Plus, to have a season, the state can not be a trumpeter state since there would be too many accidental kills thinking they are tundras.


----------



## gunner7848 (Feb 8, 2006)

TSS Caddis said:


> Yes, but those states have many, many times more than us. Granted, they are migratory, but I think NC has their season because of crop damage. Lake Mattamuskeet is literally covered in white, most of the winter. 2 years ago, KLR and I witnessed a swan tornado as they dropped onto a bean field.
> 
> Plus, to have a season, the state can not be a trumpeter state since there would be too many accidental kills thinking they are tundras.
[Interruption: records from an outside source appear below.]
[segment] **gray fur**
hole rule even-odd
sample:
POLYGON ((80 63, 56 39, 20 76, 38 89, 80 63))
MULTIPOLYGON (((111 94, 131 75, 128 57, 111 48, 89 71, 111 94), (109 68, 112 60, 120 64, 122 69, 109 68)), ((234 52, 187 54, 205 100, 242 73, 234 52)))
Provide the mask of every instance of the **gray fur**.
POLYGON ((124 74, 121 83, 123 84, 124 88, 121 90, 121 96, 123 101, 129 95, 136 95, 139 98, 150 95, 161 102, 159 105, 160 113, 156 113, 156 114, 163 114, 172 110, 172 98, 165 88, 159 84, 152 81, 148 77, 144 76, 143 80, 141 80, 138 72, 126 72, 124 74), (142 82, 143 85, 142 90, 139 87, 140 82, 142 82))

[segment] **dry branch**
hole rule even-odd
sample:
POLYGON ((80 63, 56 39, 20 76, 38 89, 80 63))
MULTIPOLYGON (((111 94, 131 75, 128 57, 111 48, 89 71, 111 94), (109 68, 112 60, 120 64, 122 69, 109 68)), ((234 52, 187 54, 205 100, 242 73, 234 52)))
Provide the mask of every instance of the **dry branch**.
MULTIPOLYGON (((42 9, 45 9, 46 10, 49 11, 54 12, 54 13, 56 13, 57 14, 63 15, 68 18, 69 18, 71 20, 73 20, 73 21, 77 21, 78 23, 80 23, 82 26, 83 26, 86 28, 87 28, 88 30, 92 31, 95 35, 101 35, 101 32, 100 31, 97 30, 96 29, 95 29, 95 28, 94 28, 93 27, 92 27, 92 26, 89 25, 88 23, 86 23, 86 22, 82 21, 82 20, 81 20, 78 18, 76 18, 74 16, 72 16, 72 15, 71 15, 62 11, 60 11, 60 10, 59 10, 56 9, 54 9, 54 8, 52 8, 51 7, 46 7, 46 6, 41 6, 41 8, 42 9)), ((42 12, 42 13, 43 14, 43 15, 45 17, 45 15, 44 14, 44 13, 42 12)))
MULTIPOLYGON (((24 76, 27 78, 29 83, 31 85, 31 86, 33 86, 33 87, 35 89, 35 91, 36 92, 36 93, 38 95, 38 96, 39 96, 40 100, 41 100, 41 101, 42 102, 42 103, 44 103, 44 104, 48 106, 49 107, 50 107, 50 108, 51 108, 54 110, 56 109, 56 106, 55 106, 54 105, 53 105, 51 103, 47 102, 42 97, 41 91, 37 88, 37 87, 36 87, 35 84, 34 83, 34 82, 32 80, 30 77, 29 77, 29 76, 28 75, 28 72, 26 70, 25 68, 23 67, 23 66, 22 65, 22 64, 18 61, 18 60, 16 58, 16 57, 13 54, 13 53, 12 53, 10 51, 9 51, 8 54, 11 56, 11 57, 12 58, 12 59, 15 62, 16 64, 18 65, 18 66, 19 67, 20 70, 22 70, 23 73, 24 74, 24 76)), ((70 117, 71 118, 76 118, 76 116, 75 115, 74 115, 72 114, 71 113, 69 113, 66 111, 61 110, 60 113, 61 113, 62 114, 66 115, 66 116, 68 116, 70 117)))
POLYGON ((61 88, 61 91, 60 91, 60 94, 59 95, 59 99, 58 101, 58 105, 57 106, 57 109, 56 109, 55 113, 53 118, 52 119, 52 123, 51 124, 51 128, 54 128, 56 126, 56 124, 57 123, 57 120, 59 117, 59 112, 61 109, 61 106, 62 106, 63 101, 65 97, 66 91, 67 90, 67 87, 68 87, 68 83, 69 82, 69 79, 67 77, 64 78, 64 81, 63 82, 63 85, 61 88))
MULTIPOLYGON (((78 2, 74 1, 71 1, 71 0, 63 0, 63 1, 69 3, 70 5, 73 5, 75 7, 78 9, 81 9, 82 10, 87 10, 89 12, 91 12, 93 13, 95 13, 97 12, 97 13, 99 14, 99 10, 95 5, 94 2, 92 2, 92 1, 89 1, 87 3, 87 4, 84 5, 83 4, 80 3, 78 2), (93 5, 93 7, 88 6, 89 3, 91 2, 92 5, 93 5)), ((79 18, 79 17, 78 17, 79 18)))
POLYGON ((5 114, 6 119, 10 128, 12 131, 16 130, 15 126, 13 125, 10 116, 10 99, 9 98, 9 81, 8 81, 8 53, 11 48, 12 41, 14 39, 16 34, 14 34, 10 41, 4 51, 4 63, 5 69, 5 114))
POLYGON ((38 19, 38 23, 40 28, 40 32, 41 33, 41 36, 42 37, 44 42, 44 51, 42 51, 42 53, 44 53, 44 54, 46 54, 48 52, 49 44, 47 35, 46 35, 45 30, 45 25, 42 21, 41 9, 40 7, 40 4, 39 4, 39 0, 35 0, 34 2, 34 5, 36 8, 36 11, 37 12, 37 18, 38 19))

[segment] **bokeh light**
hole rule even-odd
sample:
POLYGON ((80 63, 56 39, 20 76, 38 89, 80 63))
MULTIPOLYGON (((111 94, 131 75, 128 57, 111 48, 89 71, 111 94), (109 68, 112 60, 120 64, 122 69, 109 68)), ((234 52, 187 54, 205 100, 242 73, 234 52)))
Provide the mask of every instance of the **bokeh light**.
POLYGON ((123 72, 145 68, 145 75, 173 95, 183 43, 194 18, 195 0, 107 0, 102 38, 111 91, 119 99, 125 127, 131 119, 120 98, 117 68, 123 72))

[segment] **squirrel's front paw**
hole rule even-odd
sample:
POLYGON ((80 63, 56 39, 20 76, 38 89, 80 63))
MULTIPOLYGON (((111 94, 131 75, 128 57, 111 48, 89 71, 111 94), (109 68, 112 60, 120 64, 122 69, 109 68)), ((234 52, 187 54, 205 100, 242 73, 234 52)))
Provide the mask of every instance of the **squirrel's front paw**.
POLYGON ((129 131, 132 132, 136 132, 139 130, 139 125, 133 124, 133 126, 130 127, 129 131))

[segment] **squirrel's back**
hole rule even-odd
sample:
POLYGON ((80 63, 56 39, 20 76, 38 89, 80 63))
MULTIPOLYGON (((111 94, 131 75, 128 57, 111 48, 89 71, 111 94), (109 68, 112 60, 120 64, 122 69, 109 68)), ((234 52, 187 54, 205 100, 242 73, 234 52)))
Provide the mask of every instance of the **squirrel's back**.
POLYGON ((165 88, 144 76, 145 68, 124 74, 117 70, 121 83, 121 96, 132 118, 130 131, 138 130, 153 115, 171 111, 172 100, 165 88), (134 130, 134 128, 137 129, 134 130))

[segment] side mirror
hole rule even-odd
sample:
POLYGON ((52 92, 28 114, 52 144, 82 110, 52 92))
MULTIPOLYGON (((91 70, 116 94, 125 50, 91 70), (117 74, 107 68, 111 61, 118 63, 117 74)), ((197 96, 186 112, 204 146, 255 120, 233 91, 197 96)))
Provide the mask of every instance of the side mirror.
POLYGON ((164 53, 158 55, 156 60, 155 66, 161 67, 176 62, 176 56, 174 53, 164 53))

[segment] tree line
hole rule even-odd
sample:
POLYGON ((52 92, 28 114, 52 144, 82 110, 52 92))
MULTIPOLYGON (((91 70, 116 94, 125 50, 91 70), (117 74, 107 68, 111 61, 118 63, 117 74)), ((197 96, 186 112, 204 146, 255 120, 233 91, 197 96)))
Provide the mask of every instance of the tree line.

 Some people can tell the difference in the color bill and feet but some still shoot one every year and think its a huge snow goose


----------



## Dahmer (Jan 22, 2007)

waxico said:


> I heard a rumor that the Feds were culling Mute Swans around Harsens Island recently.
> Stay tuned for further info...


The USDA in conjunction with the DNR have been taking care of the Mute Swans on the Saginaw Bay and surrounding areas and doing a good job at it from what I've been told.


----------



## wavie (Feb 2, 2004)

Stacemo
The trumpeters nesting by me are so docile its scary. You can get within feet and they just look at you with one eye open. Have never seen them chase any waterfowl when they have cygnets. There might be trumpeter road kill very soon if this one lady doesnt stop dumping crackers on the side of the road to feed the swans.


----------



## TSS Caddis (Mar 15, 2002)

gunner7848 said:


> Some people can tell the difference in the color bill and feet but some still shoot one every year and think its a huge snow goose


No difference in color of bill on Tundras and Trump's. 

Mutes, have the orange on the bill.


----------



## Bow Hunter Brandon (Jan 15, 2003)

TSS Caddis said:


> No difference in color of bill on Tundras and Trump's.
> 
> Mutes, have the orange on the bill.


I think he ment that a few people have trouble telling the difference between a mute swan and a snow goose and pull the trigger. Yet then dont have any issues telling a tundra or trump from the others and never shoot those


----------



## gunner7848 (Feb 8, 2006)

Bow Hunter Brandon said:


> I think he ment that a few people have trouble telling the difference between a mute swan and a snow goose and pull the trigger. Yet then dont have any issues telling a tundra or trump from the others and never shoot those


----------



## portagelaker (Mar 3, 2008)

My whole chain of lakes that I live on is becoming infested with those mute swans. They are aggressive, attacking jet skis, canoes, and swimming dogs. 

The problem is getting much worse because so many people are feeding them from their docks. I got into a huge argument with a guy across the canal who was feeding one he named George, when his stupid wife started screaming for me to hold my dog while George was eating his dinner. Fin Biotch.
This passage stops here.